If the exercise is moderate and the snack beforehand is a larger energy bar, a buttered bagel, or pretzels with string cheese, you may do no more than break even. In other words, you may only expend as many calories as you ingested to fuel the workout.

If you avoid food for about three hours before your workout and make the effort a bit more intense, though, you’ll cause a secretion of glucagon in 40 minutes or so and begin to use fat as energy.

There’s also a second benefit to the more-than-moderate exercise: It causes your muscles and fat to release a molecule called IL-6, furthering the likelihood that fat will be burned. Better still, it increases the odds that the carbs consumed after you exercise go toward refueling the muscles instead of adding to the fat stores.

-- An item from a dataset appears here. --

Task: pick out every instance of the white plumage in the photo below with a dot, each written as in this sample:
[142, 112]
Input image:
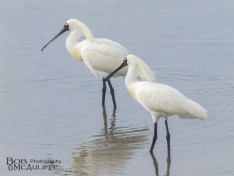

In short, you need to tap into your fat stores when you lose weight or the weight loss is counterproductive. Any radical reduction in calories creates a quick weight loss, but about half of that comes from water-weight loss and your body breaking down muscle for energy as a way to save body fat to survive what the body interprets as famine.

All of this is why low-carb diets work temporarily. Your body ingests fats and proteins to keep the body from burning muscle for fuel, yet the lack of carbs keeps blood sugar levels so low that you secrete more glucagon than insulin.